There was some progress along the way, and Shackelford remained hopeful. But upon meeting with doctors earlier this month, it was clear that he wasn’t going to be close to 100 percent this season. The gut-wrenching decision was made for Shackelford to sit out a second straight season and put all of his effort into being ready for the 2013 season.
“The hardest part is not being out there with my teammates, especially when you go through a season like we had last year,” said Shackelford, who led the Rebels with five sacks during the 2010 season and later became the first Ole Miss non-senior to receive the Chucky Mullins Courage Award.
Even though Shackelford won’t be out there making tackles, he’ll still be contributing. He’ll resume his role as an unofficial student coach. It’s not the same as having Shackelford in every huddle and knowing he’s going to be bearing down on the quarterback on key downs, but his teammates believe in him and gain inspiration by just having him around.

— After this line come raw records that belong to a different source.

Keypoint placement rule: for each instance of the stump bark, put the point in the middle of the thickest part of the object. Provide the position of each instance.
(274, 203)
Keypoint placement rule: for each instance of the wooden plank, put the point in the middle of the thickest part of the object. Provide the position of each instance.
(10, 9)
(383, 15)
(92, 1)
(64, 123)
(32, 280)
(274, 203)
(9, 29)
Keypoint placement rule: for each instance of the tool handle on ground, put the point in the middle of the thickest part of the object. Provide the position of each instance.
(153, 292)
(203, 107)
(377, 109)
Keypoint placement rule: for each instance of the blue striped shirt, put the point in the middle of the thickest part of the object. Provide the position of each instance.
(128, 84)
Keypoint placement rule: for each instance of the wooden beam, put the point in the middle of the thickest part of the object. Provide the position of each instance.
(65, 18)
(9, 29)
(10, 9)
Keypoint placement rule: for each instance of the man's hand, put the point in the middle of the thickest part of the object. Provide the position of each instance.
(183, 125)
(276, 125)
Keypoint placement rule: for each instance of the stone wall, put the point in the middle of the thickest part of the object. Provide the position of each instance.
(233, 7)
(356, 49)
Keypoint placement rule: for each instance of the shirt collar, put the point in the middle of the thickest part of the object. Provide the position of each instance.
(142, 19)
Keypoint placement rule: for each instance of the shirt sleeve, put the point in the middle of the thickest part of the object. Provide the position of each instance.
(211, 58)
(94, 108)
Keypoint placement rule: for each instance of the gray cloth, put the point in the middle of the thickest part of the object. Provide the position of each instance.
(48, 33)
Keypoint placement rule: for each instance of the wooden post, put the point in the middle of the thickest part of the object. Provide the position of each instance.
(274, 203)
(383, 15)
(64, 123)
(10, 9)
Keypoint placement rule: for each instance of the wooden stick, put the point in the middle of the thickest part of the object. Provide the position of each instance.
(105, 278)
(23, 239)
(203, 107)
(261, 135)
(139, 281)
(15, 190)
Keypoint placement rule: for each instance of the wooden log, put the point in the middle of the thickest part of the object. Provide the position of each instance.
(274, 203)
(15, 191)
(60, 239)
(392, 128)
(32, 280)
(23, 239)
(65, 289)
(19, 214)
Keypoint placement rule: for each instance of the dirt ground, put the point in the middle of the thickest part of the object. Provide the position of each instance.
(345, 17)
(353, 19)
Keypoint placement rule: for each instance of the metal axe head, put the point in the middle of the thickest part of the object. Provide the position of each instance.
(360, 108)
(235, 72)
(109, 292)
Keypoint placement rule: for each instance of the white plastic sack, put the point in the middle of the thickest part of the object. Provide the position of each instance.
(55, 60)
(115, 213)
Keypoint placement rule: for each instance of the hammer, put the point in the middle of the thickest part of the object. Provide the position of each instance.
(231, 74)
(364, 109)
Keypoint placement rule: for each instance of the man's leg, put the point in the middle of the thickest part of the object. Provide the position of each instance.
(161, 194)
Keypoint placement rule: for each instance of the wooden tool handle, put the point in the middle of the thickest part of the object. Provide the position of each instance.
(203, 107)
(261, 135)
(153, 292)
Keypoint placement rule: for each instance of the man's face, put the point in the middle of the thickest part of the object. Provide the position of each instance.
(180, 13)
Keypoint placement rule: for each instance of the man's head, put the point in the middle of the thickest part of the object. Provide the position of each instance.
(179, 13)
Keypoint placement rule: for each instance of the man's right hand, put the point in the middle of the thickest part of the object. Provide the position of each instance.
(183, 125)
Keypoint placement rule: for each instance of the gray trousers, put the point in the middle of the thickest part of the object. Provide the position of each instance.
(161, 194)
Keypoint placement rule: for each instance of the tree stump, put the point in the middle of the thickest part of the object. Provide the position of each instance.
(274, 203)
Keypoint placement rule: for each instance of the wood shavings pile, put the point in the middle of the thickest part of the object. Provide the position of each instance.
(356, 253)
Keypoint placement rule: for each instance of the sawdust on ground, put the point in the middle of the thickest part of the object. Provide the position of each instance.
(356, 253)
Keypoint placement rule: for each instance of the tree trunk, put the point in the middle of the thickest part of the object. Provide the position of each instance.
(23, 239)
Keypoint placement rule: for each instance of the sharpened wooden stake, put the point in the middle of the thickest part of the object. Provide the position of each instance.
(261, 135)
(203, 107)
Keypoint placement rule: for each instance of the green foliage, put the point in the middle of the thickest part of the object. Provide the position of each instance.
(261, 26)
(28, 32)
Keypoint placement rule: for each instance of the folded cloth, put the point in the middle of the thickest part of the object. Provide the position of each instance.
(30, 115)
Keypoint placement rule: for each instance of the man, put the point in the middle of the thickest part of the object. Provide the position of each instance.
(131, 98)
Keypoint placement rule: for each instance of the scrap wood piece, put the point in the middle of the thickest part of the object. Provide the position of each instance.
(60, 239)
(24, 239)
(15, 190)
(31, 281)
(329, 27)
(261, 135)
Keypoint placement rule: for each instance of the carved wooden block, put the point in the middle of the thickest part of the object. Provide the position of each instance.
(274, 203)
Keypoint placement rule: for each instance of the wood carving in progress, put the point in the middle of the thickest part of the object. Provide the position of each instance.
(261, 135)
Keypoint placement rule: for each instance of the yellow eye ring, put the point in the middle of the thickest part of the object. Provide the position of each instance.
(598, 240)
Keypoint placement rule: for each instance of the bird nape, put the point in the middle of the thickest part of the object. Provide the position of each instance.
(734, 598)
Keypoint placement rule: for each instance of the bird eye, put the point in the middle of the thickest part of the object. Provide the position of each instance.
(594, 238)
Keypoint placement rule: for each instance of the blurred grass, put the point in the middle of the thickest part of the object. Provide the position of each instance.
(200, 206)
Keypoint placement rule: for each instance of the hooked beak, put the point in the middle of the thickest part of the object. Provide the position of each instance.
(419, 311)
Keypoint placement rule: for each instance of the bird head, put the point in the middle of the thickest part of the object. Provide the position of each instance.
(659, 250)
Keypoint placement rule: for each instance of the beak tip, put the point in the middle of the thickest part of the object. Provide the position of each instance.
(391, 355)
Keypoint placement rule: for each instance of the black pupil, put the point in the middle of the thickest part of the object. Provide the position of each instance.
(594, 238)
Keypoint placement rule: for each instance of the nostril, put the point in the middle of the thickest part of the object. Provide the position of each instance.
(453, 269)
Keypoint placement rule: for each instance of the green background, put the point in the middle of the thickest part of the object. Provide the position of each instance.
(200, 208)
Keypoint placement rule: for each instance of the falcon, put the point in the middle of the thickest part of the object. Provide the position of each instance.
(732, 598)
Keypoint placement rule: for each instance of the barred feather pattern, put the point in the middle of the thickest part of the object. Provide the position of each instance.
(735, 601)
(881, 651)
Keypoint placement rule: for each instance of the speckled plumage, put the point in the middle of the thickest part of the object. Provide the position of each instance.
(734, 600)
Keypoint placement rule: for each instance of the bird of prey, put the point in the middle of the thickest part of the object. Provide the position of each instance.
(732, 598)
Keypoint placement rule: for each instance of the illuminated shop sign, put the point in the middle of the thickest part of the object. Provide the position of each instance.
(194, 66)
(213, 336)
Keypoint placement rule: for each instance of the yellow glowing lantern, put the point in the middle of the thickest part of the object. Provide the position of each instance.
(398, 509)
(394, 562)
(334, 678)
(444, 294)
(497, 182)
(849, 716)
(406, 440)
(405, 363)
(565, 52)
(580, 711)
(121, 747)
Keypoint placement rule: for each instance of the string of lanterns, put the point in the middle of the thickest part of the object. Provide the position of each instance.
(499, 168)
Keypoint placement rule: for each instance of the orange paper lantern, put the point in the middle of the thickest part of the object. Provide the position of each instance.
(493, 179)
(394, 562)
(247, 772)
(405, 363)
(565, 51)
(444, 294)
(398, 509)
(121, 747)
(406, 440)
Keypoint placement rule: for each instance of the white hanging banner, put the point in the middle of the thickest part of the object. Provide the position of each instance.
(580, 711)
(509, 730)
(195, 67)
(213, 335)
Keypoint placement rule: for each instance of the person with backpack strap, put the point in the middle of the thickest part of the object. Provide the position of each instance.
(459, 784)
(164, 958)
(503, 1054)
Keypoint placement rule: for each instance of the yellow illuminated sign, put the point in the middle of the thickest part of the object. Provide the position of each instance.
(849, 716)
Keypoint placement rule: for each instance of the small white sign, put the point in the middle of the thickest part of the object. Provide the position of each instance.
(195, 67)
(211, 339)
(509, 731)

“He’s an amazing guy, a tremendous leader,” Ole Miss junior safety Charles Sawyer said. “He’s always there. Even if he’s not in pads, he’s there motivating guys and making everybody feel like they’re important.”
One of the most refreshing things about Shackelford is how selfless he is. Sure, he misses football and would give anything to be out there playing again. But it says something about him as a person that his greatest regret is not being able to help his teammates at a time when the Rebels could use all the help they can get. They’ve lost 14 straight SEC games.
“It’s one thing to lead from the sideline, but it’s another thing to lead in between those white lines,” Shackelford said.
There’s no breaking his spirit, either. He realizes that some people have counted him out after two different surgeries and incorporates that into his workouts. This latest setback has only fueled his fire.
“I just want the opportunity again,” Shackelford said. “Sometimes we forget it’s a blessing to be out there playing. We take it for granted. I can promise you that I don’t take anything for granted.”
Keeping the swelling down in his knee has been one of the trickiest parts for Shackelford, who’s been running sprints, stadium steps and doing a little bit of cutting.
And through it all, Shackelford hasn’t lost his focus in the classroom. He graduated in May with a degree in history and a minor in English. He’ll start on his master’s degree this fall in higher education and wants to be a principal.
“I’ve been playing this game my whole life and you have all these goals, and when you get hurt like this, it forces you to readjust your focus a little bit,” Shackelford said. “The knee injury drove me to do so much more. I got my degree in three years and love working with kids.
“That’s the stuff that keeps me going, and I’m not going to stop.”
Forgive me while I stand up and applaud.